HumanCellAtlas / metadata-schema

This repo is for the metadata schemas associated with the HCA
Apache License 2.0
64 stars 32 forks source link

Added disease_adjacent to specimen_from_organism. Fixes #1512. #1514

Closed idazucchi closed 1 year ago

idazucchi commented 1 year ago

Release notes

For specimen_from_organism.json schema:

Why are these changes needed?

This field is useful when determining the difference between 'normal' healthy tissue and 'disease-adjacent' tissue which often is affected by its proximity to the pathology area. It has been requested by the Skin Bionetworks, as this is of value to their metadata and analysis.

Reviews requested

This is a minor schema changes, all DCP2 reviewers need to review

ESapenaVentura commented 1 year ago

LGTM - Just a bio question... do we have any guidelines on what adjacency is? like, let's say we find a paper that states the tissue was taken 5 cm away from the affected tissue... is that adjacent? have you found/heard from the bionetworks anything about that?

NoopDog commented 1 year ago

Yes, how would you represent the disease the specimen was adjacent to? If the donor had multiple diseases how would you encode what the adjacent disease was?

Looks like to me that we may want to:

  1. Record the adjacent disease, if any, as member of disease ontology (array) rather than a boolean.
  2. If there is an "adjacent disease" to the sample, make sure that the disease is also recorded in the donor's diseases.

Otherwise, even if you use donorOrganism.KnownDiseases to record the "adjacent to" disease, you can't tell which of the donor's possibly multiple diseases were adjacent to the sample.

idazucchi commented 1 year ago

Thanks for the suggestion @NoopDog ! I've changed the disease_adjacent to associated_diseases which imports the disease module to describe the adjacent disease. We already record the adjacent disease at the donor level as a part of our best practices, but it's useful to be able to record it at the specimen level more clearly.

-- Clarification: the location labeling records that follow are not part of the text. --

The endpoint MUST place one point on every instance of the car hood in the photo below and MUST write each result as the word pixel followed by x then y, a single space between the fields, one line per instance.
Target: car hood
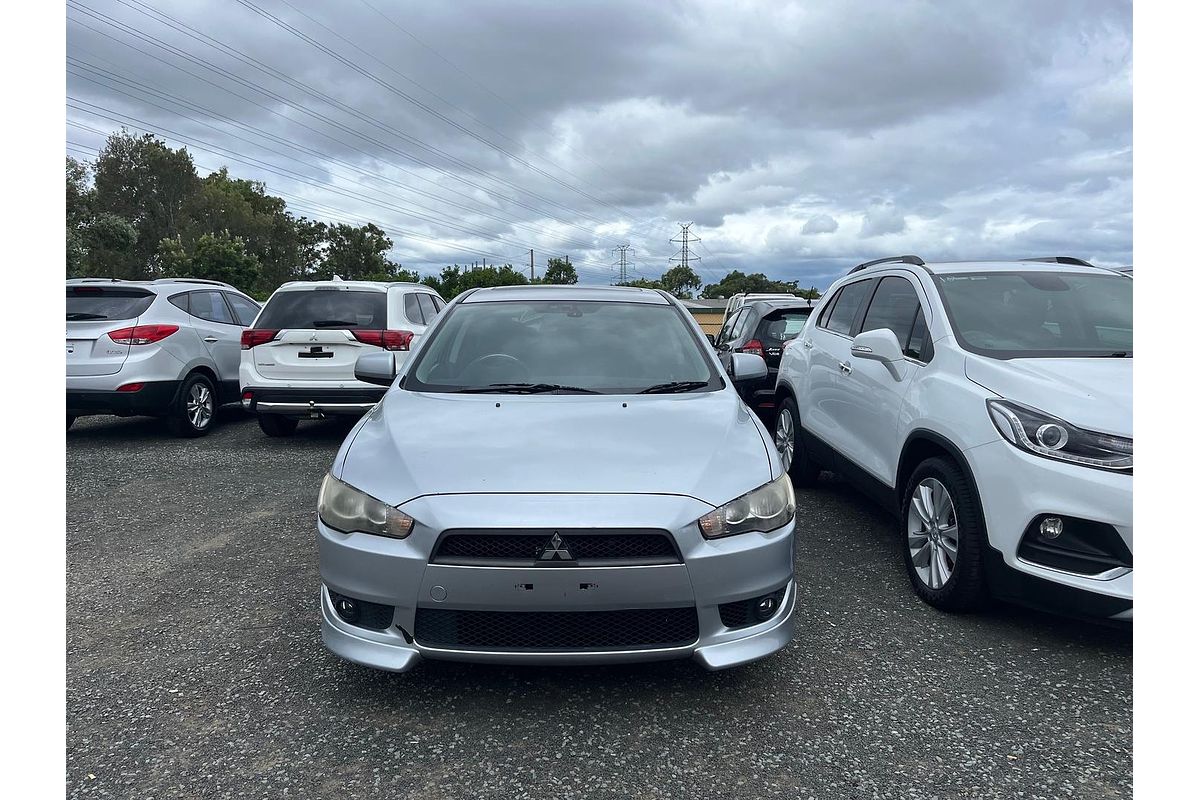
pixel 703 445
pixel 1095 394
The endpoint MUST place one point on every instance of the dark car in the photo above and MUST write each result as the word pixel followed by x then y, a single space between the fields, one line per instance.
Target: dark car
pixel 762 326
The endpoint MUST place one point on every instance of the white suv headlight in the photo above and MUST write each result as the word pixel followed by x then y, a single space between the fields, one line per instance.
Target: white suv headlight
pixel 1049 437
pixel 766 509
pixel 343 507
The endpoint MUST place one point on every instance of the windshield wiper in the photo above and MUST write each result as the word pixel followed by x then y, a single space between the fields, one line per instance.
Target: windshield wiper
pixel 523 389
pixel 673 388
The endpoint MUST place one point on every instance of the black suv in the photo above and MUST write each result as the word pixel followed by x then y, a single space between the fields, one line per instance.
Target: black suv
pixel 762 326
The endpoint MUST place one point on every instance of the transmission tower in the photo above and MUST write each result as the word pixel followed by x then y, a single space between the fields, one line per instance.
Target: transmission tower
pixel 685 239
pixel 622 252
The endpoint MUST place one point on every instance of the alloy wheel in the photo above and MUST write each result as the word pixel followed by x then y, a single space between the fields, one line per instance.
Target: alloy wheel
pixel 933 533
pixel 785 438
pixel 199 405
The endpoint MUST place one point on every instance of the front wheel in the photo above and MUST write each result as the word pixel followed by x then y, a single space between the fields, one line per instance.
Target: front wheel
pixel 195 408
pixel 943 536
pixel 792 452
pixel 274 425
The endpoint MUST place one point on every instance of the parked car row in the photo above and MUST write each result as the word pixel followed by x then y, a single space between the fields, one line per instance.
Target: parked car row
pixel 576 475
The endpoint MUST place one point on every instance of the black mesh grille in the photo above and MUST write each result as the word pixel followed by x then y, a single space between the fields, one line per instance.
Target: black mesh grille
pixel 525 548
pixel 742 613
pixel 624 630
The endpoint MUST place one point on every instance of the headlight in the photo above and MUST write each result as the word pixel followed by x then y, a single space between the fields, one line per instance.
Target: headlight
pixel 766 509
pixel 343 507
pixel 1042 434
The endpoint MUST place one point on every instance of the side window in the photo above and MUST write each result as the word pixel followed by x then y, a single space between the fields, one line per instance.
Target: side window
pixel 893 307
pixel 413 308
pixel 210 306
pixel 845 307
pixel 243 308
pixel 918 344
pixel 427 307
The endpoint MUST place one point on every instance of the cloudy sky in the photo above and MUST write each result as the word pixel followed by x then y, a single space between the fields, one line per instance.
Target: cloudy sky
pixel 798 138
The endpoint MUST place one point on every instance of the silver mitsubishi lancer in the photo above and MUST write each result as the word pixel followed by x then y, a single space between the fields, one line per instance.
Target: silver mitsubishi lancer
pixel 557 475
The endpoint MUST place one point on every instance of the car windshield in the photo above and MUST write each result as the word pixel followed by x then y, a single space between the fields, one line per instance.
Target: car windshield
pixel 550 346
pixel 325 308
pixel 1041 314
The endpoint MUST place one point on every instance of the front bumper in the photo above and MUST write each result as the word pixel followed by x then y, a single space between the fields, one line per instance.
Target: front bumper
pixel 397 573
pixel 1015 488
pixel 151 400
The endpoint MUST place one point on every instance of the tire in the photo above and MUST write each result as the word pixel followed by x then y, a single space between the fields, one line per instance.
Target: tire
pixel 195 409
pixel 945 565
pixel 274 425
pixel 797 461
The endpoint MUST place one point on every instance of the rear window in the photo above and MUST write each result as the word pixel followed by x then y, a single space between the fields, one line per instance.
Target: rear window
pixel 784 325
pixel 325 308
pixel 106 302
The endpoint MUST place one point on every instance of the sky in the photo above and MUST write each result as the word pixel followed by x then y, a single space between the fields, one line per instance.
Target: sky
pixel 797 138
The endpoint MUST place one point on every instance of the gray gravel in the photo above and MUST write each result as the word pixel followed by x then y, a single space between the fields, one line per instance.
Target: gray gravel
pixel 195 666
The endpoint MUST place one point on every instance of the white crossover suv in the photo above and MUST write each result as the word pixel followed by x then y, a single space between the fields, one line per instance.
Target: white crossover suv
pixel 157 348
pixel 298 358
pixel 991 405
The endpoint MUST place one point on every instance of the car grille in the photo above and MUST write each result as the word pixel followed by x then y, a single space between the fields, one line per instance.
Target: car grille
pixel 586 547
pixel 742 613
pixel 601 630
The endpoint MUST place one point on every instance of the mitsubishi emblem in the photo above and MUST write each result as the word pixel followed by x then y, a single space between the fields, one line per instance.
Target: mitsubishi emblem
pixel 556 549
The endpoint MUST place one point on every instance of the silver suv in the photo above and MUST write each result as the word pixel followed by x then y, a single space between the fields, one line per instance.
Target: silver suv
pixel 160 348
pixel 298 359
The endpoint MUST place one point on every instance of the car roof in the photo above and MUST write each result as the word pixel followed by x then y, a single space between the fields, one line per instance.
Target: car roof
pixel 357 286
pixel 612 294
pixel 159 286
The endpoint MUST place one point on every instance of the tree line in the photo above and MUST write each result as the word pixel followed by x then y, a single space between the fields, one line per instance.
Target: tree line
pixel 142 211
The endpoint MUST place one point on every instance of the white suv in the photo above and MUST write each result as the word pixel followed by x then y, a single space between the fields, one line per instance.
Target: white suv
pixel 298 358
pixel 991 405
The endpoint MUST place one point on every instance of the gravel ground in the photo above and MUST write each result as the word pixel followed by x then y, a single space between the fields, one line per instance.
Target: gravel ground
pixel 195 666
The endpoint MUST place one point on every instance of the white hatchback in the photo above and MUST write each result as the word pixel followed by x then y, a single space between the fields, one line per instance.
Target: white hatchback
pixel 991 405
pixel 298 358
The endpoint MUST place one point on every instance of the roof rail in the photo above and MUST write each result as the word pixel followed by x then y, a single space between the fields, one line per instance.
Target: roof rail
pixel 202 281
pixel 1060 259
pixel 916 260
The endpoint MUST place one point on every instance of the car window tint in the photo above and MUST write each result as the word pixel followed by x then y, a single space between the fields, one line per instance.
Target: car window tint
pixel 917 340
pixel 784 325
pixel 325 308
pixel 893 307
pixel 427 307
pixel 245 310
pixel 846 306
pixel 210 306
pixel 413 308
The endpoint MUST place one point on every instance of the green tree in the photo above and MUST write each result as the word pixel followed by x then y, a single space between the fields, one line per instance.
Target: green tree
pixel 559 271
pixel 681 281
pixel 142 180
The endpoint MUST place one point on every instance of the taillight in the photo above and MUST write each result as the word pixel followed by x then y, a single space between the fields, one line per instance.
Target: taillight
pixel 387 340
pixel 142 334
pixel 253 336
pixel 753 346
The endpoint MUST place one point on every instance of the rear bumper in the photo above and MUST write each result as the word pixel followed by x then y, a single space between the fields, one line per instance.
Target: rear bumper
pixel 151 400
pixel 311 402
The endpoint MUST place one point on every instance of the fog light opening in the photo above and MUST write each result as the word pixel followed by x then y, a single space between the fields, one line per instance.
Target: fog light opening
pixel 347 609
pixel 766 607
pixel 1051 528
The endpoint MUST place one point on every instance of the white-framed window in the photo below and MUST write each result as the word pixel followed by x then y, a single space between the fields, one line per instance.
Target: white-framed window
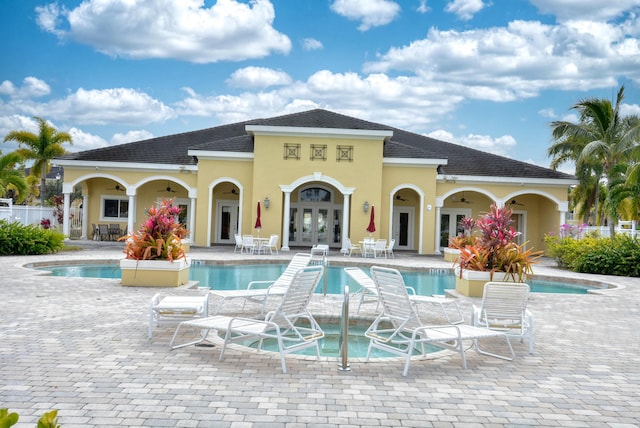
pixel 114 208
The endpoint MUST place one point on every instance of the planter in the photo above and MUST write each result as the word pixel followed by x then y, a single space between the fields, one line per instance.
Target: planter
pixel 451 254
pixel 154 273
pixel 472 282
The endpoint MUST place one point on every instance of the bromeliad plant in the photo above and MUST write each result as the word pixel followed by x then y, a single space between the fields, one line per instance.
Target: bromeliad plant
pixel 495 248
pixel 160 235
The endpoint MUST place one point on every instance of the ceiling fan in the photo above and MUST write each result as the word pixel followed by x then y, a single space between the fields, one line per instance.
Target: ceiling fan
pixel 233 191
pixel 464 200
pixel 167 189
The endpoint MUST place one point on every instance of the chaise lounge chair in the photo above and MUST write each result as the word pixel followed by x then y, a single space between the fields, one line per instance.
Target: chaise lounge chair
pixel 269 289
pixel 504 308
pixel 177 307
pixel 368 289
pixel 399 330
pixel 281 325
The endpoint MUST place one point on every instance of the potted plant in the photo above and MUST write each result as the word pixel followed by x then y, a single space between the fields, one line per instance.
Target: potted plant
pixel 452 252
pixel 155 255
pixel 493 255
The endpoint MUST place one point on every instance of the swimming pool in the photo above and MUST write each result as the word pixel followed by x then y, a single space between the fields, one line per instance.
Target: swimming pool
pixel 231 277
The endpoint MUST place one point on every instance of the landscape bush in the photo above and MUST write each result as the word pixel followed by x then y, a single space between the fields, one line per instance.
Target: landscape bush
pixel 619 256
pixel 17 239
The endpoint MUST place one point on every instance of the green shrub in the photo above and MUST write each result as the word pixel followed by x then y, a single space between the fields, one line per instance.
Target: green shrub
pixel 18 239
pixel 619 256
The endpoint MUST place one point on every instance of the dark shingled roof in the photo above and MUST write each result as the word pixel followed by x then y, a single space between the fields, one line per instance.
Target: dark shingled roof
pixel 172 149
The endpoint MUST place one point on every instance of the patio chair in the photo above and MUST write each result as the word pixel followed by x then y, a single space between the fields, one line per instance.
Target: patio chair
pixel 350 248
pixel 322 249
pixel 269 289
pixel 399 330
pixel 281 325
pixel 175 308
pixel 103 231
pixel 248 246
pixel 368 289
pixel 392 243
pixel 271 245
pixel 380 248
pixel 504 308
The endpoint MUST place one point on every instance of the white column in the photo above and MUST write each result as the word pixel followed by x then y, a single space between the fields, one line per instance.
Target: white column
pixel 85 217
pixel 285 221
pixel 192 219
pixel 65 215
pixel 131 216
pixel 345 219
pixel 437 234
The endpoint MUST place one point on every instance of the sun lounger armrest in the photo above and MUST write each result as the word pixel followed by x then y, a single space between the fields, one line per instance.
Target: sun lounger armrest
pixel 259 284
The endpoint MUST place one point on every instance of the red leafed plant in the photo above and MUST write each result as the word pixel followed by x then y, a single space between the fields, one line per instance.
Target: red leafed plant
pixel 160 235
pixel 495 248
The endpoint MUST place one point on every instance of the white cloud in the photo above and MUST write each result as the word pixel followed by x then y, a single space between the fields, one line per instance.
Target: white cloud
pixel 131 136
pixel 585 9
pixel 186 30
pixel 84 141
pixel 370 13
pixel 423 8
pixel 486 143
pixel 108 106
pixel 520 60
pixel 310 44
pixel 31 88
pixel 547 112
pixel 258 77
pixel 464 9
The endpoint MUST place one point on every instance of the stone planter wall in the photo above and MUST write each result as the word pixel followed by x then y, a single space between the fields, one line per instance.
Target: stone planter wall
pixel 451 254
pixel 154 273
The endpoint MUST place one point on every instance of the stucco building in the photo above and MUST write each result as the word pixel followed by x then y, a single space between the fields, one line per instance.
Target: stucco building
pixel 317 175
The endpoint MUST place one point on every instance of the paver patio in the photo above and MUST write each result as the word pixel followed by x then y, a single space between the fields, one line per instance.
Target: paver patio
pixel 80 346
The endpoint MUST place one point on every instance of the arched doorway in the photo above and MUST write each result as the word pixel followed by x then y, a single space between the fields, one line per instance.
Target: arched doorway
pixel 315 216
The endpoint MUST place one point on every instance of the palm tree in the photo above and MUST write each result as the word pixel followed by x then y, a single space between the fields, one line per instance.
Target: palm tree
pixel 608 141
pixel 40 148
pixel 11 178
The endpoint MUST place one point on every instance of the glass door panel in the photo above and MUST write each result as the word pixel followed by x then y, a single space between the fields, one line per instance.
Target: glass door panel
pixel 307 225
pixel 322 218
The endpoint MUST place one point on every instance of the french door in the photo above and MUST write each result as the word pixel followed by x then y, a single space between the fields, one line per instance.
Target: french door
pixel 226 222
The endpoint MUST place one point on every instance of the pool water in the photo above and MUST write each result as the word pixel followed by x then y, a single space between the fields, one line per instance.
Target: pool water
pixel 330 344
pixel 232 277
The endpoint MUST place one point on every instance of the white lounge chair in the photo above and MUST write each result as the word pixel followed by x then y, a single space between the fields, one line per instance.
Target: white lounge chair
pixel 175 308
pixel 368 289
pixel 399 330
pixel 280 325
pixel 261 291
pixel 504 308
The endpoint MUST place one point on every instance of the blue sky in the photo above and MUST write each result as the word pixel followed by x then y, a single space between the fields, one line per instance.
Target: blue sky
pixel 485 74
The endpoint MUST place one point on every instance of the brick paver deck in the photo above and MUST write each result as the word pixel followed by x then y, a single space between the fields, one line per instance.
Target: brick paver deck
pixel 80 346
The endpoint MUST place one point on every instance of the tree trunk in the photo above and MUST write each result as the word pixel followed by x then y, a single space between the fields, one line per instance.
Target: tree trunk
pixel 43 183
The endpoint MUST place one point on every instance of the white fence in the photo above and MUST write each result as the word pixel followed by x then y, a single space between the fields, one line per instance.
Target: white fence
pixel 24 214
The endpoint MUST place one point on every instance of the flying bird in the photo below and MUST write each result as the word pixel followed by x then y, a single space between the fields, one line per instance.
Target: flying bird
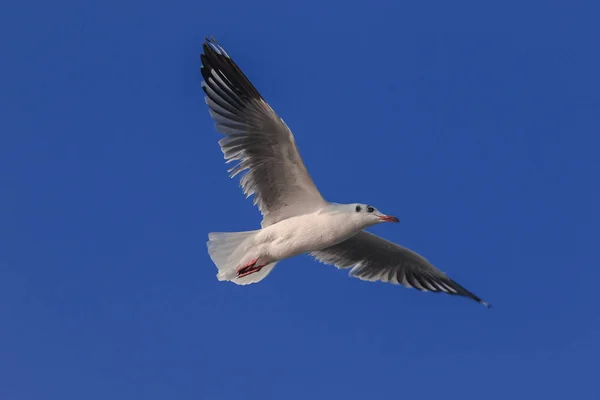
pixel 296 218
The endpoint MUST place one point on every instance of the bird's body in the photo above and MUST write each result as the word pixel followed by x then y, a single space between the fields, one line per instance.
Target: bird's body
pixel 296 218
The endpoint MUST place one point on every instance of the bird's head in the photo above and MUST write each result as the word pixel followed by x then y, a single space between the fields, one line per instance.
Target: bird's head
pixel 369 215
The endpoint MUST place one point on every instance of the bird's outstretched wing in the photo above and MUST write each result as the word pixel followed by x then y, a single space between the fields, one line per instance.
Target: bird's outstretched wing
pixel 376 259
pixel 257 141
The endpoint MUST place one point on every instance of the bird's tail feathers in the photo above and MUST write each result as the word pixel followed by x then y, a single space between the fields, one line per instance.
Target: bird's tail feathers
pixel 227 250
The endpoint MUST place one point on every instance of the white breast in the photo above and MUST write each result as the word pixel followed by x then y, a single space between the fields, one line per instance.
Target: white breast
pixel 305 233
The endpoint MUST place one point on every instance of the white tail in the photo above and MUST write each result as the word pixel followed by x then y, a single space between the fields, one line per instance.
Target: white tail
pixel 227 249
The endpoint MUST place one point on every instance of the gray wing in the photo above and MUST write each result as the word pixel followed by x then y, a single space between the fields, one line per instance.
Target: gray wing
pixel 376 259
pixel 256 140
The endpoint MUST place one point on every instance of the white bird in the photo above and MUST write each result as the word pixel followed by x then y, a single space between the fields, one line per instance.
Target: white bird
pixel 296 218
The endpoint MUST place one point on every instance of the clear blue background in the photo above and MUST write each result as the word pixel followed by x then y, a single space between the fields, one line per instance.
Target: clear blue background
pixel 477 123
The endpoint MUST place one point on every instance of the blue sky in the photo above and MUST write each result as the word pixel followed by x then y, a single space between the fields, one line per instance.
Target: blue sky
pixel 477 123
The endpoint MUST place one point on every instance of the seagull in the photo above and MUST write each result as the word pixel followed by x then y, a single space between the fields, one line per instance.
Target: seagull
pixel 296 218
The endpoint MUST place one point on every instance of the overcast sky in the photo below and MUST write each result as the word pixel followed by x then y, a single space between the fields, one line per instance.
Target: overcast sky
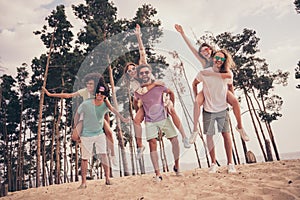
pixel 275 22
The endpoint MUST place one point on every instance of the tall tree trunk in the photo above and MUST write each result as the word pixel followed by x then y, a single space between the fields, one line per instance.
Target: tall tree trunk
pixel 254 125
pixel 38 150
pixel 271 135
pixel 118 125
pixel 162 150
pixel 57 133
pixel 234 150
pixel 19 166
pixel 76 161
pixel 43 138
pixel 187 115
pixel 7 154
pixel 52 146
pixel 71 162
pixel 66 179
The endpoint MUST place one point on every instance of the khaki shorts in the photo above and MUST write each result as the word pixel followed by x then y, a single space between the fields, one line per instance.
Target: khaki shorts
pixel 165 126
pixel 209 119
pixel 88 144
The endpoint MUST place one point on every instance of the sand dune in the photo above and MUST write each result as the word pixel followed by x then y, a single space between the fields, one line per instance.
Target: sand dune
pixel 272 180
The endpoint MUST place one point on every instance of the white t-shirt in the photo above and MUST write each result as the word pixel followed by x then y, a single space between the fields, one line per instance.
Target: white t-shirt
pixel 215 91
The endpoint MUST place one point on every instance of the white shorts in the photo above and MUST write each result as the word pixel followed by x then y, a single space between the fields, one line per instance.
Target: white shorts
pixel 167 102
pixel 165 126
pixel 81 116
pixel 88 144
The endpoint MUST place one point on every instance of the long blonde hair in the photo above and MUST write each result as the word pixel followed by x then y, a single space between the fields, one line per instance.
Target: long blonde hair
pixel 228 63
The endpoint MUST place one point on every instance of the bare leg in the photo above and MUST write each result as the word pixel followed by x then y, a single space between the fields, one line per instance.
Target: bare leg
pixel 232 100
pixel 228 146
pixel 109 136
pixel 154 155
pixel 177 121
pixel 104 160
pixel 211 148
pixel 175 150
pixel 198 103
pixel 78 128
pixel 84 165
pixel 137 127
pixel 77 131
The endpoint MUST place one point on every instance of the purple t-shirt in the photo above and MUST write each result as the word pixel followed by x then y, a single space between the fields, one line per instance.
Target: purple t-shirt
pixel 153 104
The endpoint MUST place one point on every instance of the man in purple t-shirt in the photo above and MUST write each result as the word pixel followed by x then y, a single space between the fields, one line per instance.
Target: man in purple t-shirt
pixel 156 118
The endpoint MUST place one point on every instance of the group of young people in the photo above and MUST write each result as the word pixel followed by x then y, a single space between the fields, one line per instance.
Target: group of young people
pixel 153 103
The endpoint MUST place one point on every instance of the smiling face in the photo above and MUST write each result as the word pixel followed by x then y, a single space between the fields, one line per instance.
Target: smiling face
pixel 131 71
pixel 90 85
pixel 99 96
pixel 145 74
pixel 206 52
pixel 219 59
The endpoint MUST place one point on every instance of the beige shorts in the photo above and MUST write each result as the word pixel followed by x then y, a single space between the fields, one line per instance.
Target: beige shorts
pixel 88 144
pixel 167 102
pixel 165 126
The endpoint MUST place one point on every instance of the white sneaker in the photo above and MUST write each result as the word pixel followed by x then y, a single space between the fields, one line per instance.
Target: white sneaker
pixel 231 168
pixel 177 171
pixel 243 134
pixel 186 143
pixel 213 168
pixel 139 152
pixel 157 179
pixel 113 160
pixel 193 137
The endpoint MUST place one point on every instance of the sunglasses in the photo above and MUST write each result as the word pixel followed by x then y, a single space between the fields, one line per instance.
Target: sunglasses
pixel 220 58
pixel 89 83
pixel 100 93
pixel 204 49
pixel 145 72
pixel 131 70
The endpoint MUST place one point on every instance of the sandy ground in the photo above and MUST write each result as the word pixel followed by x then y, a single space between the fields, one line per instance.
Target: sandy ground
pixel 272 180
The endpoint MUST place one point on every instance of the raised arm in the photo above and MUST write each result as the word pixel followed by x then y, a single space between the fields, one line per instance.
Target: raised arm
pixel 60 95
pixel 143 58
pixel 191 47
pixel 113 110
pixel 223 75
pixel 172 95
pixel 194 85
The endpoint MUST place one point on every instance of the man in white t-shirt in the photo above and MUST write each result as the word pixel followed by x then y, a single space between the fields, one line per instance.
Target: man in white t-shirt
pixel 215 109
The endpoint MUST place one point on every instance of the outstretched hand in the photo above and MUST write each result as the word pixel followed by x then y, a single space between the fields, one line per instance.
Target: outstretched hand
pixel 209 73
pixel 179 28
pixel 137 29
pixel 126 120
pixel 45 90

@ESapenaVentura we don't have any precise guidelines for what qualifies as disease adjacent from the bionetworks. I would rely on what is stated in the paper to determine if a tissue is disease adjacent, but we can also reach out to the bionetworks and see if there's a consensus on distance

hannes-ucsc commented 1 year ago

Having both diseases and adjacent_diseases introduces the possibility of both being populated. Is that intended and does it makes sense?

If we go this route and don't change anything in Azul, adjacent_diseases would not be visible in the Data Browser or usable for filtering or sorting. Is it more likely that people who use the Data Browser to filter by a particular disease would expect the search result to include specimen from tissue adjacent to tissue affected by that disease, even if the tissue the specimen was collected from doesn't have that disease?

NoopDog commented 1 year ago

Having both diseases and adjacent_diseases introduces the possibility of both being populated. Is that intended and does it makes sense?

It makes sense to me that diseases would always be populated with adjacent_diseases. These are two different facts.

  1. The donor has a disease.
  2. Diseased tissue is adjacent to the sample site.

Current practice is:

We already record the adjacent disease at the donor level as a part of our best practices, but it's useful to be able to record it at the specimen level more clearly.

Of course, 1 can be inferred from 2 above but it offloads all clients from having to make this inference by making it explicit in the database, and to me, this seems desirable.

idazucchi commented 1 year ago

Hi @hannes-ucsc

Having both diseases and adjacent_diseases introduces the possibility of both being populated. Is that intended and does it makes sense?

Let's say a donor has a kidney tumor and they undergo nephrectomy to get rid of the tumor. This donor donates two tissue samples: A. one from the tumor site
B. one 3cm away from the tumor. We want to describe the specimens in this way: A. disease: tumor B. disease: normal adjacent_diseases: tumor This is to highlight that although the tissue is believed to be healthy it was taken from a site in proximity of a disease and could be affected by it. You can see how in this scenario we expect that disease and adjacent_diseases might be both filled at the same time and it makes sense to do so. We don't need adjacent_diseases to be indexed, anyone who is interested in a specific disease can filter for it at the donor level and the adjacent_diseases specimens, although healthy, will be selected

hannes-ucsc commented 1 year ago

You can see how in this scenario we expect that disease and adjacent_diseases might be both filled at the same time and it makes sense to do so.

Got it. Thanks.

We don't need adjacent_diseases to be indexed, anyone who is interested in a specific disease can filter for it at the donor level and the adjacent_diseases specimens, although healthy, will be selected

I see. Given that, Azul will ignore the adjacent_diseases field. If a donor has multiple different tumors, and specimens were collected from tissue adjacent to one of these tumors, but no more, all of the donor's specimens (and the files derived from them) will match a filter that specifies only one of the tumor diseases. I think that's an acceptable conflation.